Google added to Google Webmaster Tools in "Labs>Site performance" information about pages load time and presents to webmasters the Page Speed tool that gives detailed information and guidelines on improving page performance. The official Google blog article How fast is your site explains the site performance metric. Information on how to install and use Page Speed is at Using Page Speed and there is a fantastic collection of guidelines at Web Performance Best Practices.
Another new feature in "Show options>Standard results" of Google search results is ‘Images from the page’ that shows a selection of thumbnail images embedded in a page.
Google Webmaster Tools added two new features: fetch as Googlebot that shows how Googlebot sees a page, and malware details to show malware code in infected websites.
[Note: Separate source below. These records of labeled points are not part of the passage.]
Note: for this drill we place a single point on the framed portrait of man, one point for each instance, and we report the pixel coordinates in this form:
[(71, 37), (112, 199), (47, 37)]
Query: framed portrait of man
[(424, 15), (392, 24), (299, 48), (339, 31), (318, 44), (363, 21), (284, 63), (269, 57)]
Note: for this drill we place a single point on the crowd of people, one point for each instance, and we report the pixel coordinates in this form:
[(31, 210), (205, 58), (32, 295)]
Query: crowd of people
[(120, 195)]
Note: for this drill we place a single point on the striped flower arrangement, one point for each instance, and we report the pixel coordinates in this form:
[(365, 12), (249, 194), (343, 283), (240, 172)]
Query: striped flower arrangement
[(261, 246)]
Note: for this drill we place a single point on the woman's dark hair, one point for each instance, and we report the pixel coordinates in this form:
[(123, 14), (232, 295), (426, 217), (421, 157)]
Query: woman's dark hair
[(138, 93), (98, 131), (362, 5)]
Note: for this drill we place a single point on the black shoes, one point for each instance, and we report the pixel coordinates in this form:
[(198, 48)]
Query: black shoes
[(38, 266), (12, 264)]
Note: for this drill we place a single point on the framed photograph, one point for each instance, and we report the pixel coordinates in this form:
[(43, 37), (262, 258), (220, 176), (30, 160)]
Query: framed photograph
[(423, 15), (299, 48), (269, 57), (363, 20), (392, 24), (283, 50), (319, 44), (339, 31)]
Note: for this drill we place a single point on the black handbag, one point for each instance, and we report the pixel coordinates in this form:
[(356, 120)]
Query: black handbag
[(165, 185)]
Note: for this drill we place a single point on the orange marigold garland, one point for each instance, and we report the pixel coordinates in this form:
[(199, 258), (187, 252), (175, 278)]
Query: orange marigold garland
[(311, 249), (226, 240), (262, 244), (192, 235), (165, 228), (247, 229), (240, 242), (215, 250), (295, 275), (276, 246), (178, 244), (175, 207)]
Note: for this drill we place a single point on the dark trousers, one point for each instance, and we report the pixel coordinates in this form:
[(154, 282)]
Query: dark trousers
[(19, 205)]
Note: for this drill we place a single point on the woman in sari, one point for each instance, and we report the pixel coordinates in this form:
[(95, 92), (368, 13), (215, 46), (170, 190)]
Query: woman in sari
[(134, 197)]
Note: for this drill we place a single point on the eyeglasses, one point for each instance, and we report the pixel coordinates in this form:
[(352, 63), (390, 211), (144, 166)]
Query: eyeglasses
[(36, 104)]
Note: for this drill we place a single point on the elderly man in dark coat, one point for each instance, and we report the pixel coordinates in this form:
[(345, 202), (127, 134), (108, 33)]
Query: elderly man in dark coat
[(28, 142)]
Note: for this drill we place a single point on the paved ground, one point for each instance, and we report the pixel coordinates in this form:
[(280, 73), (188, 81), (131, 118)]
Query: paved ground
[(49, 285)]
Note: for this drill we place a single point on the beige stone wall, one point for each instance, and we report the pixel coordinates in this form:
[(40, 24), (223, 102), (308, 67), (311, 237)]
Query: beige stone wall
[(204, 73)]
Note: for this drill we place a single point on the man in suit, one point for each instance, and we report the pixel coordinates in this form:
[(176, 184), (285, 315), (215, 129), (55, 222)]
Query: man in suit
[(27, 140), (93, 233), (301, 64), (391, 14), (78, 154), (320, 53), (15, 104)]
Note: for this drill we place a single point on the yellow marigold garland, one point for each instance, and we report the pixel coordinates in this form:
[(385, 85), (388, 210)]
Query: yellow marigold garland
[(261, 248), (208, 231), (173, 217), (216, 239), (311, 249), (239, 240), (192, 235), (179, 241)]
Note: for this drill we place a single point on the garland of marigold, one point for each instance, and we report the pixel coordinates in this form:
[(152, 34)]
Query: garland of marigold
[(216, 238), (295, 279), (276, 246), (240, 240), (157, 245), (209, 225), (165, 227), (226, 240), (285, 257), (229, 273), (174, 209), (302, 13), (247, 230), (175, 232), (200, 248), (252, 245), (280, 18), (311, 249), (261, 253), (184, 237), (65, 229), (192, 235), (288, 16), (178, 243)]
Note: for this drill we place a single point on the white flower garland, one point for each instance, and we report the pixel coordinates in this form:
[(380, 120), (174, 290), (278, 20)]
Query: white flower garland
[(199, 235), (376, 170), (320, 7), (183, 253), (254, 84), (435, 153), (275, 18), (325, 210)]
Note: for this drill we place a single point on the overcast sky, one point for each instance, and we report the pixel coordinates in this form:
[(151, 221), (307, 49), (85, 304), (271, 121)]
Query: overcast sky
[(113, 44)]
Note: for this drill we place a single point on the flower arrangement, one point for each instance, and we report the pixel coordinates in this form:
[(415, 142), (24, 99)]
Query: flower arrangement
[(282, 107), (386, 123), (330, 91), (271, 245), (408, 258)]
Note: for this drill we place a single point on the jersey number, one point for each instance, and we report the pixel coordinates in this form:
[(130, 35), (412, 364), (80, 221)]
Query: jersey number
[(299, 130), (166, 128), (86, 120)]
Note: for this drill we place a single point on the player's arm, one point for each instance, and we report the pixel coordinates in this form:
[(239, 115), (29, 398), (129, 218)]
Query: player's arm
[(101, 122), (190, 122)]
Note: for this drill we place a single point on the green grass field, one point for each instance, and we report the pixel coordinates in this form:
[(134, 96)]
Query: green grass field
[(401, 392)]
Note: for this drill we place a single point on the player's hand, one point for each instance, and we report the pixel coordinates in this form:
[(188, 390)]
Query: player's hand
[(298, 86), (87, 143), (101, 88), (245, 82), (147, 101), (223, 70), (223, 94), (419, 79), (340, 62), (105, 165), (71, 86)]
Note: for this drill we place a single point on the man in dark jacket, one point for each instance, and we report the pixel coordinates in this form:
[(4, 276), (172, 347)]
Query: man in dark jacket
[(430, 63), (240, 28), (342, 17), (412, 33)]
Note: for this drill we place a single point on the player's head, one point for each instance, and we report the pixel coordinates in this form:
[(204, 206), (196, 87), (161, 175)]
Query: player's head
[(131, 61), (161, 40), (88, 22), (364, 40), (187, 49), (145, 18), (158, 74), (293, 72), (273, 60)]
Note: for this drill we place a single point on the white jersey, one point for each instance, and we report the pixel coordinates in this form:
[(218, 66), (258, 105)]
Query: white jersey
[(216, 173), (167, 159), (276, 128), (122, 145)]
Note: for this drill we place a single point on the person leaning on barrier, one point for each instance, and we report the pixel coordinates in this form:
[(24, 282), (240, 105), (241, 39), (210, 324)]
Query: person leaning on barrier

The two features are in the new Labs tab of Google Webmaster Tools.
Google presents the new features in the article Fetch as Googlebot and malware details of the Official Google Webmaster Central Blog, and the malware details feature is discussed in detail in the article Show me the malware of the Google Online Security Blog.
Google announced a proposal to crawl AJAX-based website in the article A proposal for making AJAX crawlable of the Official Google Webmaster Central Blog. One of the ways of making an AJAX-based website crawlable is for the site to adapt the way it marks the links with fragment identifiers, and to use server-side headless browser techniques to generate HTML code based on the final state in the browser.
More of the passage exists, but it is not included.